The requirement to support UTF-8 data for these utilities has been extensively discussed on various forums, most notably on
Connect
.
This requirement has been addressed in SQL Server 2016 (and
backported
to SQL Server 2014 SP2). To test this, I obtained a UTF-8 dataset from
http://www.columbia.edu/~fdc/utf8/
. The dataset is translation of the sentence “
I can eat glass and it doesn’t hurt me
” in several languages. A few lines of sample data are shown here:
(As an aside, it is entirely possible to load Unicode text such as above into SQL Server even without this improvement, as long as the source text file uses a Unicode encoding other than UTF-8.)

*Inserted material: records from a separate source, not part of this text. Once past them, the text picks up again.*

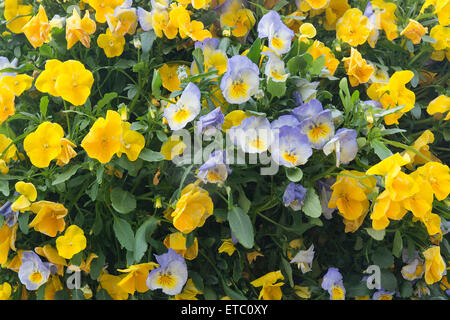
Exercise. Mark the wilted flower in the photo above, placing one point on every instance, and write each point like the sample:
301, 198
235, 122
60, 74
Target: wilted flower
333, 283
253, 135
291, 147
211, 121
192, 209
304, 259
241, 81
185, 110
434, 265
353, 27
344, 144
236, 18
280, 36
78, 29
215, 169
270, 287
111, 43
33, 272
171, 275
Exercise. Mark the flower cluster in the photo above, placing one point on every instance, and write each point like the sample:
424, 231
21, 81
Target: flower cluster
274, 149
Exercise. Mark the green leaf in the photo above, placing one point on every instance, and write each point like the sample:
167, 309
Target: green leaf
4, 187
97, 266
254, 53
151, 156
77, 294
62, 295
198, 280
311, 204
122, 201
382, 257
124, 233
388, 281
241, 226
287, 270
276, 89
376, 234
140, 241
317, 66
406, 289
294, 174
23, 221
43, 105
398, 244
40, 294
199, 59
66, 175
429, 39
156, 83
107, 98
147, 39
231, 293
380, 149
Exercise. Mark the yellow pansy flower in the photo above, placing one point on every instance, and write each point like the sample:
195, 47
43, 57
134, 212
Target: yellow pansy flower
172, 147
233, 119
357, 68
11, 153
5, 291
334, 12
237, 18
52, 285
353, 27
318, 49
110, 283
49, 218
227, 247
192, 209
18, 84
44, 144
37, 30
7, 241
74, 82
67, 152
440, 105
28, 195
136, 278
189, 292
78, 29
46, 81
104, 138
438, 176
7, 105
414, 31
14, 9
177, 241
169, 77
72, 242
104, 7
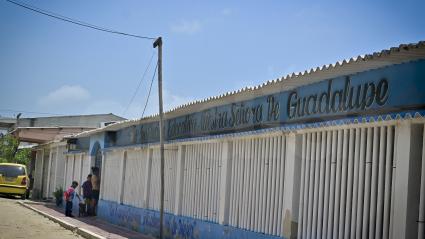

-- SQL Server 2014 SP1 or earlier
CREATE DATABASE DemoUTF8_2014
GO
USE DemoUTF8_2014
GO
CREATE TABLE Newdata
(
lang VARCHAR(200),
txt NVARCHAR(1000)
)
GO
BULK INSERT Newdata
FROM 'C:\UTF8_Test\i_can_eat_glass.txt'
WITH (DATAFILETYPE = 'char', FIELDTERMINATOR='\t', CODEPAGE='65001')
GO
Msg 2775, Level 16, State 13, Line 14
The code page 65001 is not supported by the server.
-- SQL Server 2016 RTM or SQL Server 2014 SP2 or later
CREATE DATABASE DemoUTF8_2016
GO
USE DemoUTF8_2016
GO
CREATE TABLE Newdata
(
lang VARCHAR(200),
txt NVARCHAR(1000)
)
GO
BULK INSERT Newdata
FROM 'C:\UTF8_Test\i_can_eat_glass.txt'
WITH (DATAFILETYPE = 'char', FIELDTERMINATOR='\t', CODEPAGE='65001')
GO
(150 row(s) affected)
SELECT * FROM Newdata
GO
You can
now use
CODEPAGE='65001' with BULK INSERT, bcp and OPENROWSET utilities.
Note that this improvement is only scoped to input processing by bulk load utilities. Internally, SQL Server still uses the UCS-2 encoding when storing Unicode strings.